Long-term isradipine use does not prevent Parkinson’s disease progression

Treatment with immediate-release isradipine, a dihydropyridine calcium-channel blocker, for 36 months has failed to slow the progression of early-stage Parkinson’s disease (PD), according to a study.

A total of 336 patients with early-stage PD not on any dopaminergic medications were randomly assigned (mean age, 62 years; 68 percent men) across 57 Parkinson Study Group sites in North America to receive 5 mg of immediate-release isradipine twice daily or placebo for 36 months.

Change in the Unified Parkinson's Disease Rating Scale (UPDRS) parts I to III score, measured in the antiparkinson medication “ON” state between baseline and 36 months, was the primary outcome. Secondary outcomes were as follows: time to initiation and use of antiparkinson medications, time to onset of motor complications, change in nonmotor disability, and quality-of-life measures.

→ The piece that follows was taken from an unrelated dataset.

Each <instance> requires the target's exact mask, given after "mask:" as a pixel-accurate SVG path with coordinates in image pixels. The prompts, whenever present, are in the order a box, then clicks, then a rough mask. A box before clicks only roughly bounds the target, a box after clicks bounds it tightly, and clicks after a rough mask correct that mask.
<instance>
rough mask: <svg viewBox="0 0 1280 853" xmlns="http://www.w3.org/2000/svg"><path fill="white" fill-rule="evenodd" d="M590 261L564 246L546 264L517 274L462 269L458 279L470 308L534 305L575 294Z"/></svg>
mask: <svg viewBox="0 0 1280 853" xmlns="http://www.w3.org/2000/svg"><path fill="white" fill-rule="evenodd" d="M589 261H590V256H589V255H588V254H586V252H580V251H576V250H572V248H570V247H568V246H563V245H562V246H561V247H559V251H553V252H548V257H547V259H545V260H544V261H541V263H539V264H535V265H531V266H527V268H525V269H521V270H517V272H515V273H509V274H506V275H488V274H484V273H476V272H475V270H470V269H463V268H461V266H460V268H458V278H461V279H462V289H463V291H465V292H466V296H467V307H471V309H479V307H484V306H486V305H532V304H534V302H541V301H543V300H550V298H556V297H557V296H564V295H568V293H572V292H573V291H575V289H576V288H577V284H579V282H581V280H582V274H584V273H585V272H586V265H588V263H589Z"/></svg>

Of the patients, 95 percent completed the study. The mean duration was 0.9 year, and the mean UPDRS part I to III score was 23.1.

Over the treatment period, adjusted least-squares mean changes in total UPDRS score in the antiparkinson medication ON state was 2.99 points (95 percent confidence interval [CI], 0.95–5.03) for isradipine and 3.26 points (95 percent CI, 1.25–5.26) for placebo. Treatment effect was –0.27 point (95 percent CI, –3.02 to 2.48; p=0.85).

These findings did not change even after statistical adjustment for antiparkinson medication use. Isradipine treatment did not show any effect on secondary outcomes. Adverse effects were also observed with isradipine, with oedema and dizziness being the most common.

The study was limited by the possible insufficient dosage for isradipine to “engage the target calcium channels associated with neuroprotective effects,” the investigators said.